Bikutsi : rythme chaud, vies brisées

CHRONIQUE. Après les projecteurs de la Fête de la musique, l’amertume refait surface. Derrière les sons entraînants et les danses endiablées du Bikutsi, ce rythme emblématique du Cameroun, se cache une réalité glaçante : celle d’artistes musiciens précarisés, marginalisés et parfois humiliés dans leur propre pays.

La ronde des cabarets : une quête désespérée

À Yaoundé, chaque week-end, ils sont des dizaines à errer de cabaret en cabaret, guettant une opportunité de monter sur scène. Pas pour la gloire. Pas pour l’art. Mais pour espérer récolter quelques billets de 500 ou 1000 FCFA, offerts du bout des doigts par des clients souvent plus condescendants que généreux.

Le cachet ? Presque inexistant. Le respect ? Encore moins.

Une précarité qui pousse à l’humiliation

Loin des caméras, les artistes Bikutsi se battent pour survivre.

Les hommes, désabusés, se transforment parfois en gigolos, entretenus par des femmes installées en Europe.

Les femmes, elles, tombent dans la prostitution, utilisées et parfois abusées par de soi-disant promoteurs culturels qui se servent de leurs corps à défaut de promouvoir leurs talents.

Un système complice, une industrie absente

Le Bikutsi est riche culturellement, mais pauvrement structuré économiquement.

Les producteurs sont rares, les managers inexistants, et l’industrie musicale camerounaise reste un terrain de débrouillardise.

Les artistes eux-mêmes, parfois désabusés, baissent les bras : négligence vestimentaire, hygiène douteuse, image abîmée… Certains ne se respectent même plus, épuisés de mendier l’attention dans une société qui les a relégués au rang de figurants folkloriques.

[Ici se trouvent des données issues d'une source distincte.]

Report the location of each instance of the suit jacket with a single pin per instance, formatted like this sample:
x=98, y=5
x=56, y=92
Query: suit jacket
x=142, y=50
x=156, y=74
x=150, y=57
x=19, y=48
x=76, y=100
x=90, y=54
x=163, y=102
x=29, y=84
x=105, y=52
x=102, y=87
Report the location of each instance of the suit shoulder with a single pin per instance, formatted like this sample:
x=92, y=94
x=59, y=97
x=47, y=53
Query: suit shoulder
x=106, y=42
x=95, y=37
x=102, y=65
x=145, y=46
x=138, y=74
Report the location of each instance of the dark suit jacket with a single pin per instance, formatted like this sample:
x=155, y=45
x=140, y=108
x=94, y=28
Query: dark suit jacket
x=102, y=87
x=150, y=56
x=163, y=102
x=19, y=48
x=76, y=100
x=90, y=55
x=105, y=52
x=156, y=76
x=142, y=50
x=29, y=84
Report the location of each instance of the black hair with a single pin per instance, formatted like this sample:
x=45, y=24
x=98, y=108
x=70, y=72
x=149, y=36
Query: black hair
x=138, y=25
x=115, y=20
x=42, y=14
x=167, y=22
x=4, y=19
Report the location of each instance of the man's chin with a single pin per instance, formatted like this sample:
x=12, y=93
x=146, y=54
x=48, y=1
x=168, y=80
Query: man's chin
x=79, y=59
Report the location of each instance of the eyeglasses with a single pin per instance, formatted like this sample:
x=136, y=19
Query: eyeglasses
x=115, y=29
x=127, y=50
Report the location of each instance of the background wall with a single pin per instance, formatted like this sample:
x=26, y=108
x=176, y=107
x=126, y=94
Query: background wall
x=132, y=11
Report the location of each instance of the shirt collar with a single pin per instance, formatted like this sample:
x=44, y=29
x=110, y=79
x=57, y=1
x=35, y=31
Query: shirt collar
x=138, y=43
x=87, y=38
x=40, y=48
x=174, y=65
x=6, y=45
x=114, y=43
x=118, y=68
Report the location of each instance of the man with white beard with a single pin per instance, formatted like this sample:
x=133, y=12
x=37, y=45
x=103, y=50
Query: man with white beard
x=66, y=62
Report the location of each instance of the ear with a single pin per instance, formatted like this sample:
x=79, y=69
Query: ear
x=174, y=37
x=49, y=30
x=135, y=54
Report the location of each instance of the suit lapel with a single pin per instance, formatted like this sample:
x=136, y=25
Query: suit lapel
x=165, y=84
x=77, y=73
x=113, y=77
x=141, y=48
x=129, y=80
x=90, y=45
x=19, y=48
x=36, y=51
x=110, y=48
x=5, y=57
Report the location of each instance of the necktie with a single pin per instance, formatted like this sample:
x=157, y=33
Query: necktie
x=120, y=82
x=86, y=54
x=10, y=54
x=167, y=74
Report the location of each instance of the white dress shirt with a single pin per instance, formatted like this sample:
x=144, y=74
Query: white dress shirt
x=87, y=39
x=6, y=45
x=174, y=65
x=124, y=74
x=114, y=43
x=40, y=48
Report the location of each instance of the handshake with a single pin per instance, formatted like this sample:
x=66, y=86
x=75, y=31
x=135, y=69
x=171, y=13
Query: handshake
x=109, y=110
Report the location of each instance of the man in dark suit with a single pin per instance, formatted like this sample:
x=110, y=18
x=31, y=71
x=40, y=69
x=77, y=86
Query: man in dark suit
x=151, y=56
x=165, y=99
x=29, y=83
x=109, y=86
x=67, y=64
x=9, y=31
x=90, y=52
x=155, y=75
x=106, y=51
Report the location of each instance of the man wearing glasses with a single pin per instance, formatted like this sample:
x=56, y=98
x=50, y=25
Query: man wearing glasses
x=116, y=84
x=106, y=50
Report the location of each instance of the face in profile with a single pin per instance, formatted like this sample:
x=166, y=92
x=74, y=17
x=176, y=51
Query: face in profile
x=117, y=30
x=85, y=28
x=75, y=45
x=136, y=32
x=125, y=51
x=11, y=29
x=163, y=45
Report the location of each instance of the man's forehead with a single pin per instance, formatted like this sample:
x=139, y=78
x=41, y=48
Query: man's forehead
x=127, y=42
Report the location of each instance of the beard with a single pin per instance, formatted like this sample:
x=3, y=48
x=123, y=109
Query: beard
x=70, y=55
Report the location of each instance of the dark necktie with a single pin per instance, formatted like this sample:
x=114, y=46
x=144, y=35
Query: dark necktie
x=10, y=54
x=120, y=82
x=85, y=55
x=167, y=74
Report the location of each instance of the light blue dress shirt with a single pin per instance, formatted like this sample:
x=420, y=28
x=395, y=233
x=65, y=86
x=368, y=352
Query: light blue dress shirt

Et pourtant... le talent est là

Le Bikutsi, c’est l’âme d’un peuple. Un rythme qui a fait danser l’Afrique et le monde. Mais ses ambassadeurs meurent à petit feu, abandonnés par les pouvoirs publics, snobés par les mécènes, ignorés par les maisons de production.

Il est temps d’agir, de revaloriser ce patrimoine vivant, de dignement encadrer ces artistes qui, malgré la faim, continuent de faire vibrer les scènes de nos nuits.